For the past 23 years, Alsanah has taken part in the challenging process of establishing high schools in unrecognized Bedouin villages, as well as building clinics and community centers. She was involved with a wide range of Israeli NGOs — including Adalah, Bimkom, Physicians for Human Rights, The Association for Civil Rights in Israel and the Negev Coexistence Forum — in gaining the recognition of 11 unrecognized villages. 

The lack of childcare in the villages also prevents young mothers from working, she said. In Bedouin towns where women have completed schooling and there are childcare frameworks, unemployment for women has gone down from 95% to 79% in the past 10 years, she said.

She doesn’t give up

The male leaders of the unrecognized villages have not always been happy to see her bringing in new ideas for the women, she said, but as she did with her own future, she does not give up on the women of the villages.

“At first they are angry, and ask people not to work with me. But I insist on meeting them. In the beginning I was hurt when they said they don’t want to work with me because I work with women’s rights. They don’t know my name, but they know ‘women’s rights.’ This is my name,” she said. 

“They try to stop me from getting into the village and talking to the women but they do not succeed. I am clever, I know how it works. Some leaders support me after giving me conditions, and at first I accept all conditions. But then they start to like me and appreciate me and in my culture when you like and appreciate someone you can’t say no. Then I started working directly with the women and in every village one or two women became leaders and they are our address now.”  

Despite the difficulties and opposition she sometimes faces, she said, she chooses to persevere.

“If I want to be a strong woman, I need to make sure there are lot of strong women around me,” she said. 

A point of light

For many Bedouin today, the conflict with Gaza leaves them feeling torn between their concern for the Israeli hostages in Gaza — who include Bedouins — their Israeli friends from the Gaza border communities, and their family members in Gaza.   

“Part of our heart belongs to the Israeli victims and families of the hostages and part of our heart is for the people in Gaza who are not just neighbors, but they are like part of our family, of our tribe,” she said. “The situation there becomes more and more difficult and we feel sadness and helpless.” 
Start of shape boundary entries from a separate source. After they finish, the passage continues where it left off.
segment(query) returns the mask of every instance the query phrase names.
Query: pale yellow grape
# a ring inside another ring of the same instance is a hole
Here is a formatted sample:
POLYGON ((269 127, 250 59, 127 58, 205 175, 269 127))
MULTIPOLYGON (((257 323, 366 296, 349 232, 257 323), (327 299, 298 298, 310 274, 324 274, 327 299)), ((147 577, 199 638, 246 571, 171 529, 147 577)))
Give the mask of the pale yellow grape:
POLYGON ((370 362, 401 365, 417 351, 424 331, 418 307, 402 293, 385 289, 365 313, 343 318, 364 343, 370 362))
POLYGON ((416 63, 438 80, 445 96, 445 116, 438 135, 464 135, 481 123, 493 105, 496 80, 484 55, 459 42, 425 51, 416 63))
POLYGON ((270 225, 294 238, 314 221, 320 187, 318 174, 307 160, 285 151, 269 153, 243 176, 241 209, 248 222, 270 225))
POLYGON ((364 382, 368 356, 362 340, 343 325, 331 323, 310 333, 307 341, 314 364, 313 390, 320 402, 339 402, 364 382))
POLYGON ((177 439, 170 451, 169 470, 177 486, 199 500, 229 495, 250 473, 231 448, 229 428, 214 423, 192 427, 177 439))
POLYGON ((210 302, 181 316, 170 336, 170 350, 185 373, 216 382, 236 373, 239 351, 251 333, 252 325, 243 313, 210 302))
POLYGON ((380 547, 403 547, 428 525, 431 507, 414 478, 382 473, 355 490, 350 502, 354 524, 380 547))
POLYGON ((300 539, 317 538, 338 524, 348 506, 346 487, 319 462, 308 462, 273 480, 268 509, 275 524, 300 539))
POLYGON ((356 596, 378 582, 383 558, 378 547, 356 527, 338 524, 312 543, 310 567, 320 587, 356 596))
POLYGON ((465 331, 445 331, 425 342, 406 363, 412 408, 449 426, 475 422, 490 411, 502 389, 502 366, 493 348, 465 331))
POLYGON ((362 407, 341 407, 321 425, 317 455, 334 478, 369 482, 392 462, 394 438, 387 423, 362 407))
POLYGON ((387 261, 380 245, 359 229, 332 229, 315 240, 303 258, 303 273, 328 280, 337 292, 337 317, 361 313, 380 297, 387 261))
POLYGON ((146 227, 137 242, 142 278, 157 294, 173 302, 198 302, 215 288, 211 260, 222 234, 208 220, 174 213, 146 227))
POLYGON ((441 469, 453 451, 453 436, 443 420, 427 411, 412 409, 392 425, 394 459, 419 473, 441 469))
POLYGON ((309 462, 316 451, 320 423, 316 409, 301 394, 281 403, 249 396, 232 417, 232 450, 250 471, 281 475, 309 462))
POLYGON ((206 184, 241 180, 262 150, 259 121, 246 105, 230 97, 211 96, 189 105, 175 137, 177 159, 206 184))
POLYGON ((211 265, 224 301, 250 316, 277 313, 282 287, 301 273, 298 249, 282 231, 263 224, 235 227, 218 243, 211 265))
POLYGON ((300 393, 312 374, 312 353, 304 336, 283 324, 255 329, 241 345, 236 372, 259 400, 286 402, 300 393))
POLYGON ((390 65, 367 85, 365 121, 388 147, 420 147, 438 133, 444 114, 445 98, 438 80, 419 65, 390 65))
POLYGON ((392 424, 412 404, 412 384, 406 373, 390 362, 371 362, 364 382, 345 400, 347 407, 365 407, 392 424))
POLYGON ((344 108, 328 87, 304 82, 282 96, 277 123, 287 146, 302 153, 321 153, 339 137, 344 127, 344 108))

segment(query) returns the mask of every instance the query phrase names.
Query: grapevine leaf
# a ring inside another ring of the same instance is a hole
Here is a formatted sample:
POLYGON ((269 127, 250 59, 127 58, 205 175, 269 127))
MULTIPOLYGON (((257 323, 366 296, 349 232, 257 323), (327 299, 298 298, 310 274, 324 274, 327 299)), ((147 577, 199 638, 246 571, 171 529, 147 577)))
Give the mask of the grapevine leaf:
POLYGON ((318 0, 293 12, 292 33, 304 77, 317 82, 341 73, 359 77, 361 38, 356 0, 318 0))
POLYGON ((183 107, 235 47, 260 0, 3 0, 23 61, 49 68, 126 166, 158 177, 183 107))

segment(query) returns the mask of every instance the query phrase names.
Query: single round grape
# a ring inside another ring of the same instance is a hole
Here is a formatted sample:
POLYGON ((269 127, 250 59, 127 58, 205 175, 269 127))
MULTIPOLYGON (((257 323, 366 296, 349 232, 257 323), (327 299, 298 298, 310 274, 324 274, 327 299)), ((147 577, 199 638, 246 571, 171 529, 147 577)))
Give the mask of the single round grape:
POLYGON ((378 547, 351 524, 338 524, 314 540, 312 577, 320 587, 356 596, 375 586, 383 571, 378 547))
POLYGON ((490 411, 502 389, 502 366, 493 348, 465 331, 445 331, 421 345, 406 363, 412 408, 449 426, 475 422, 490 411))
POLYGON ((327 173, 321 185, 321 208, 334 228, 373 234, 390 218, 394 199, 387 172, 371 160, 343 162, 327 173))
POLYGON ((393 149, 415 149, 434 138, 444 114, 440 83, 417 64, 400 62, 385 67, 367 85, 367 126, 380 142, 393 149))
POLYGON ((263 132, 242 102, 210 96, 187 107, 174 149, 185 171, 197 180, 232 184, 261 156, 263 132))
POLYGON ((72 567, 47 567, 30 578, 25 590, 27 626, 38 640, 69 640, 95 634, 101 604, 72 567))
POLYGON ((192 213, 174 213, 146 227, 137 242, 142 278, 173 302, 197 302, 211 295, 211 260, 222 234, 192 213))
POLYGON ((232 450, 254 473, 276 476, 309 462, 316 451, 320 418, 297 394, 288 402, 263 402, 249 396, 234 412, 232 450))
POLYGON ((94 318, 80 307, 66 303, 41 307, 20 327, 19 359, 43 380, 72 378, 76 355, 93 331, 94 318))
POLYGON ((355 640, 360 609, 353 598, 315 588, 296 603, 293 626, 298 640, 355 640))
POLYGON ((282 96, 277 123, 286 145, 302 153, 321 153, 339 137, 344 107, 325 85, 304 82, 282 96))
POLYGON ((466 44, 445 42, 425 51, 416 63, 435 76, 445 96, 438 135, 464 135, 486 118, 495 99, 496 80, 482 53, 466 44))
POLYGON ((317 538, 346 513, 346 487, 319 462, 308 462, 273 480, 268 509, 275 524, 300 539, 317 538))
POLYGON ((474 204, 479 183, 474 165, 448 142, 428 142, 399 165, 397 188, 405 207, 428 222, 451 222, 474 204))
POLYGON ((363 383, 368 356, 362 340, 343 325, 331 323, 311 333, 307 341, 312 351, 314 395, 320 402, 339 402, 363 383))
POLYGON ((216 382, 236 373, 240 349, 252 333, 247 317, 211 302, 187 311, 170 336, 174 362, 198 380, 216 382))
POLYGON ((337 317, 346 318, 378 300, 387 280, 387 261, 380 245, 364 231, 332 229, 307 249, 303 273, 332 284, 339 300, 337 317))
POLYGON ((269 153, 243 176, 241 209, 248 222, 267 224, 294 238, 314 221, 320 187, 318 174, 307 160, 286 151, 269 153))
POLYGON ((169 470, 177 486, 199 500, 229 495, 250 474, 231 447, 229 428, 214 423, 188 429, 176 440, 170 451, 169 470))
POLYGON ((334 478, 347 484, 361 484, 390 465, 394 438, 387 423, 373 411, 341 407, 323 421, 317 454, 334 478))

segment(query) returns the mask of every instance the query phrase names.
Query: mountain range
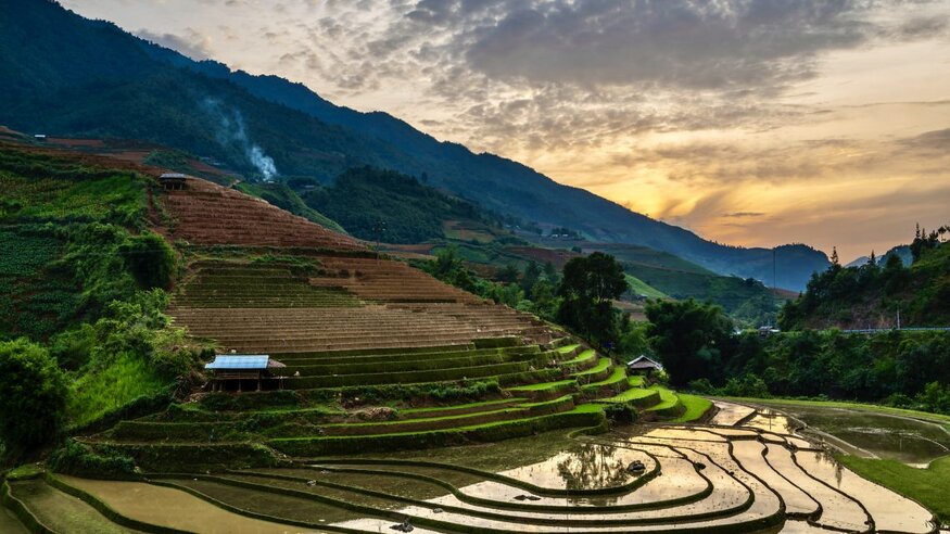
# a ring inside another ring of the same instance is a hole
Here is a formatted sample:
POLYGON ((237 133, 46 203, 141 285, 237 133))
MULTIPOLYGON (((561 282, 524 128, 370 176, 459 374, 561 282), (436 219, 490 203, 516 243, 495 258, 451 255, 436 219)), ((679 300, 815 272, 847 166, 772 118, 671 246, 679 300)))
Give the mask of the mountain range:
POLYGON ((802 244, 746 249, 705 240, 385 113, 338 106, 277 76, 193 61, 50 0, 0 0, 0 124, 14 129, 152 141, 258 178, 329 183, 353 167, 393 169, 525 223, 648 246, 793 290, 829 265, 802 244))

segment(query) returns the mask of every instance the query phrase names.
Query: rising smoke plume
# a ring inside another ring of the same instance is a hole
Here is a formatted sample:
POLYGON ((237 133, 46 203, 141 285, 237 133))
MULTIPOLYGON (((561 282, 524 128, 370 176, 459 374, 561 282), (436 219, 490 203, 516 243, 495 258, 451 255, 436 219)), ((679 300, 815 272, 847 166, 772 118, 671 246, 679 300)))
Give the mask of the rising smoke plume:
POLYGON ((201 106, 208 112, 217 122, 215 130, 215 139, 221 147, 236 147, 253 165, 264 181, 273 181, 278 175, 277 166, 274 165, 274 158, 264 153, 264 150, 252 143, 248 138, 248 131, 244 126, 244 116, 240 110, 228 107, 220 100, 206 98, 202 101, 201 106))

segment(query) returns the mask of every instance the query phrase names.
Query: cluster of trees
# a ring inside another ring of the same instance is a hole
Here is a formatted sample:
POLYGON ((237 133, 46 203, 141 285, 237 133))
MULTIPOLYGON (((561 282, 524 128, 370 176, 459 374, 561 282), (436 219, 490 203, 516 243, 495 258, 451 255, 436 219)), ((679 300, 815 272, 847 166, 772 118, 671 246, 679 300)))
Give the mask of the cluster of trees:
POLYGON ((743 396, 827 396, 950 412, 950 333, 873 335, 734 331, 722 309, 694 301, 646 308, 647 340, 673 384, 743 396))
POLYGON ((434 260, 415 265, 443 282, 547 320, 555 319, 560 303, 555 295, 560 276, 550 263, 542 266, 531 262, 523 271, 509 264, 496 272, 494 280, 487 280, 466 267, 456 247, 447 246, 435 254, 434 260))
POLYGON ((346 170, 332 186, 305 190, 301 198, 353 236, 370 241, 420 243, 444 237, 447 220, 490 221, 470 202, 411 176, 373 167, 346 170))
POLYGON ((0 465, 55 443, 67 423, 88 422, 90 414, 116 404, 110 400, 134 400, 123 395, 141 382, 170 383, 189 374, 206 355, 170 325, 162 313, 167 304, 164 291, 141 291, 45 344, 0 341, 0 465), (115 376, 111 369, 121 361, 141 361, 134 366, 141 374, 115 376), (100 373, 107 376, 104 382, 100 373), (100 393, 111 399, 98 398, 100 393))
POLYGON ((595 252, 571 258, 557 289, 561 297, 558 321, 592 343, 612 348, 620 338, 613 300, 628 288, 623 267, 613 256, 595 252))
POLYGON ((642 332, 630 334, 630 317, 613 308, 611 301, 628 290, 628 283, 622 266, 609 254, 571 258, 561 274, 550 263, 530 262, 523 271, 509 264, 494 280, 468 269, 454 247, 417 265, 457 288, 568 327, 605 349, 619 348, 624 336, 631 340, 628 344, 642 344, 642 332))
POLYGON ((833 255, 832 266, 814 274, 805 293, 788 302, 780 315, 783 330, 801 328, 877 327, 864 323, 886 318, 887 326, 946 326, 950 321, 950 243, 947 230, 919 230, 911 253, 913 264, 904 267, 897 254, 879 265, 872 257, 864 265, 843 267, 833 255))
POLYGON ((950 225, 943 225, 929 233, 926 229, 921 228, 921 225, 917 225, 914 240, 911 242, 911 255, 914 262, 924 255, 924 251, 940 246, 945 240, 943 236, 947 233, 950 233, 950 225))

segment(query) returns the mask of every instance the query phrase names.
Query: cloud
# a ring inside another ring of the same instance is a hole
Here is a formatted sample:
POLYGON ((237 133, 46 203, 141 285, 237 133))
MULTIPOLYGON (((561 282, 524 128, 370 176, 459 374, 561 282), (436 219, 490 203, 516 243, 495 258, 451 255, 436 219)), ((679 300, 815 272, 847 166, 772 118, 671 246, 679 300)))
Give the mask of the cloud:
POLYGON ((186 28, 185 36, 175 34, 157 34, 149 29, 141 28, 135 34, 142 39, 161 44, 165 48, 170 48, 180 52, 192 60, 207 60, 212 58, 212 39, 203 36, 192 28, 186 28))

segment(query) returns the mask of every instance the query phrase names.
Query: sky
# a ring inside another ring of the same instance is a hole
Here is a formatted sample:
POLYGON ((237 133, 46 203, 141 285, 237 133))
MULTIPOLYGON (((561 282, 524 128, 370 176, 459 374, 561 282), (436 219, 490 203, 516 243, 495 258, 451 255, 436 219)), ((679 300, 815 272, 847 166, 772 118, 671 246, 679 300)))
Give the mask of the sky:
POLYGON ((950 223, 950 0, 63 0, 719 242, 950 223))

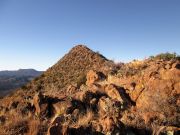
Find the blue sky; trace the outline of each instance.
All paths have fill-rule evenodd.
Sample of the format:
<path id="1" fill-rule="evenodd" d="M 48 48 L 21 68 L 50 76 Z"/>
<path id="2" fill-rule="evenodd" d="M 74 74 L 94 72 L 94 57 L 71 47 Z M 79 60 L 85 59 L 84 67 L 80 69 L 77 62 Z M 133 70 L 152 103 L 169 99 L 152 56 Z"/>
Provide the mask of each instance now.
<path id="1" fill-rule="evenodd" d="M 76 44 L 124 62 L 180 54 L 180 1 L 0 0 L 0 70 L 46 70 Z"/>

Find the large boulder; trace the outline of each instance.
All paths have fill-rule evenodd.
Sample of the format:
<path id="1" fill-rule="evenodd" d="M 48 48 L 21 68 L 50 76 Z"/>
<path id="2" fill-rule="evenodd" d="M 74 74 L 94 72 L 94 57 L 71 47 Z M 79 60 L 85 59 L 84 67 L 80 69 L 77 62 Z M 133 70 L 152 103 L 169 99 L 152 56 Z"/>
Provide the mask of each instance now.
<path id="1" fill-rule="evenodd" d="M 91 86 L 95 82 L 105 79 L 105 75 L 101 72 L 90 70 L 87 73 L 86 79 L 87 79 L 86 85 Z"/>

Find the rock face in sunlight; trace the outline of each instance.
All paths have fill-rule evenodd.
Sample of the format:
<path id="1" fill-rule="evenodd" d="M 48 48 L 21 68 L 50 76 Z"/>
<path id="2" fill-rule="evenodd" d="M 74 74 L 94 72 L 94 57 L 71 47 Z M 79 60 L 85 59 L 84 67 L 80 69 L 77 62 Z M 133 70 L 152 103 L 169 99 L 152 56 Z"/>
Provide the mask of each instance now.
<path id="1" fill-rule="evenodd" d="M 0 134 L 179 134 L 179 65 L 156 57 L 116 65 L 78 45 L 0 100 Z"/>

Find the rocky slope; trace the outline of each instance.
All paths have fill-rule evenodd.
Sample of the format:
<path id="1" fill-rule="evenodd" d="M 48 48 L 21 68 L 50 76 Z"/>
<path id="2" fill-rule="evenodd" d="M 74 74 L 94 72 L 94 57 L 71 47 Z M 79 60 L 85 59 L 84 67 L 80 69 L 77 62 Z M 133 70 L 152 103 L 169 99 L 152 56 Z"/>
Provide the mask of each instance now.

Similar to Jewish Israelis, Bedouin Israelis are experiencing an increase in depression and a sense of helplessness, she said, which is why professional emotional support is critical.

“The Bedouin community wants to be part of the solution, we want to try to find the way to a solution,” she said.

For Alsanah, the cooperation she has witnessed first hand between Bedouin and Jewish volunteers, has helped her regain a sense of hope and enabled her to see a point of light in the darkness.

“Today our mission is to make sure this point gets bigger and bigger in our work together and that we don’t let the extremists from both sides win,” she said. “This land belongs to the good people who care about each other.”